Adult Hobbies

Adult HobbieS

by Isabella Castelo

photograph: Pinterest

Dear Reader, 

It all started with “adult hobbies.” You have to put in effort to do things separate from work and school. These things aren’t handed to you and you have to scour your surrounding area to find something you see fit. 

If you find a hobby that isn’t related to physical fitness, then you also have to find the time to squeeze that in. You have to find the gym that fits your needs, buy the outfits to wear, and figure out what the hell you do once you get there. 

You should also be enriching your mind, and pursuing something separate from your studies. Read ten pages before bed, watch a TED talk, pretend you’re really into documentaries. 

Ever since moving away from home and becoming an “adult,” I’ve struggled to put energy into the part of my life that isn’t a student or a minimum wage worker. People constantly remind me how important it is to have a separate life from work and school, and this pressure sucks the fun of it for me. I can’t justify spending money on running clothes, but then I don’t want to run because the shorts I have make me chafe. I’ll kill two birds with one stone and listen to a non-fiction audiobook while I knit, but then I lose my spot knitting and have to restart or retain nothing from the book.  

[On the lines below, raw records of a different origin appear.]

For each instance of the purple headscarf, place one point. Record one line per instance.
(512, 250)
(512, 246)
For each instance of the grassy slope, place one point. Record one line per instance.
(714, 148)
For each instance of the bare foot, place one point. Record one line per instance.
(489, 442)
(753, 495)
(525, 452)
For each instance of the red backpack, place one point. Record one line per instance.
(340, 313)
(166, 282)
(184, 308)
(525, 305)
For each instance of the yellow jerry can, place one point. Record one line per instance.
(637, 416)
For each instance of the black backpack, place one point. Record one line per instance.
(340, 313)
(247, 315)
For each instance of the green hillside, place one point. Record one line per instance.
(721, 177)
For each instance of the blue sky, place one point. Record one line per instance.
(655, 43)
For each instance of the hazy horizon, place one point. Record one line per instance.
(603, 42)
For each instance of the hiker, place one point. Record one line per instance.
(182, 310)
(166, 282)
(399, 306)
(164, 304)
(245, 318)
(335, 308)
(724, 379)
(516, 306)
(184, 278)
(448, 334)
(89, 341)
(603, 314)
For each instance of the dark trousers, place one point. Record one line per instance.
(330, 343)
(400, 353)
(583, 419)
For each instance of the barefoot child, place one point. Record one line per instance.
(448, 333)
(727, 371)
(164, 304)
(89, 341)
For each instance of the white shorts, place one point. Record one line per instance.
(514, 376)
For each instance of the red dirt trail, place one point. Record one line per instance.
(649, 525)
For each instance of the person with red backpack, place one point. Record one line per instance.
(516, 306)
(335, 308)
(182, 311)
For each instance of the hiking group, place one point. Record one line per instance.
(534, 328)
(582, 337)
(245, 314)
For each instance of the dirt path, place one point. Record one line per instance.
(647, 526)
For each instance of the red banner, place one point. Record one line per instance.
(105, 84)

To kick this habit, I registered for a half marathon. This will be the second year I’m doing it, and I mostly do it just to say it’s been done. I use an app that tells me when I have to run, how long it’ll take, and how fast I should go. Not a thought of mine goes beyond opening my phone. My favorite part about running being my hobby is that it takes away the need for other hobbies. I say it’s good for my mental health, my physical health, and my creativity because all I do when I’m running is talk to myself and come up with strange ideas. 

I’ve always been an “athlete,” not because I was passionate about a sport, but because it was so easy to join and took the need for thinking away from my free time. I picked sports that took a lot of time, gymnastics and swimming. With these there was no need to think about when I do my homework, I only had two hours available a day. I never had to think about when to eat, I was hungry all the time so it didn’t matter. I never had to think about what to do on weekends, I had a meet. 

Being an adult and an “athlete” is slightly different because I have to be an “athlete” of my own volition. I have to wake up, put my shoes on, and go outside. Despite feeling like that’s too much at 7 AM on a Tuesday, the reality is it’s worth brushing my teeth with my eyes closed. I hate to admit that I see a difference in myself when I put, although little, energy into my personal life. I want to say that it doesn’t matter and sleeping all day has the same effect, but it doesn’t and I learned that the hard way. I still prefer sleeping to running but maybe one day I’ll be an ultra marathoner who runs for 48 hours straight. That sounds like a good chunk of thinking taken care of for me.